Sport and Recreation Minister Makhosini Hlongwane has challenged the Zimbabwe cricket team to shrug off the whipping boys tag when they host Afghanistan in the One Day International Series starting this week. The teams clash in five One-Dayers at Harare Sports Club starting on Thursday. Interestingly, Afghanistan have dominated the meetings between the two sides ever since they started playing against the big boys.
Zimbabwe have not won a series against the Asians in three different engagements and the Minister, who apparently has been riled by the Chevrons’ perpetual slide on the international scene, wants to see a change for the better.
“We are extremely worried by the performance of our cricket teams especially when they are playing Associate Nations.

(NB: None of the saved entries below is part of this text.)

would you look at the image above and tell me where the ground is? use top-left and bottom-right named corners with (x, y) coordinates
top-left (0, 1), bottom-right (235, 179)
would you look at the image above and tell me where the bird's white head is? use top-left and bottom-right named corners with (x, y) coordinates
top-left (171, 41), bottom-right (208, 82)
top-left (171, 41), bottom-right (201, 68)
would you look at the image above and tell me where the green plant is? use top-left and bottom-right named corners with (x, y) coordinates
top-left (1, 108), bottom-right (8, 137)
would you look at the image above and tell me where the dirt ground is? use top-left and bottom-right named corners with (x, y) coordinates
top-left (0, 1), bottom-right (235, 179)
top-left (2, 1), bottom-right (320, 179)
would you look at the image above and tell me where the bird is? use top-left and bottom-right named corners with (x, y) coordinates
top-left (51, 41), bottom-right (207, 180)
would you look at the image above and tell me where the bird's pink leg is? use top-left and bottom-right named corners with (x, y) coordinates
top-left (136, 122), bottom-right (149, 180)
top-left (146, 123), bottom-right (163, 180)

“Zimbabwe should work hard to improve its rankings among the Test playing nations and should move away from being the whipping boys of cricket,” said Hongwane.
The Chevrons have performed dismally in recent years and the coming in of a new executive has provided unlimited hopes, but results have not started showing 18 months down line.
Afghanistan have won eight of the 14 ODIs between the two nations with Zimbabwe winning six. The Afghans were 3-2 winners the last time the teams met in the United Arab Emirates last year.
They had also beaten Zimbabwe on their own turf at Queens Sports Club by the same margin in 2015.
The first ever series between Zimbabwe and Afghanistan ended in a 2-2 stalemate again at Queens Sports Club in 2014.
But the 4-1 drubbing of Zimbabwe A in the stage warming series against Afghanistan’s A side was not a good omen ahead of the upcoming series.
Zimbabwe have engaged the Associate member more than any other team in the last few years because the full members are not willing to engage in bilateral arrangements.
“Something drastic is required to induce competition in our cricket and so far we think a lot more needs to be done by the current administration of cricket in Zimbabwe to achieve a respectable ranking within the family of cricket playing nations.
“We don’t want the continued losses to get to a stage where they begin to affect the image of the country,” said Hlongwane.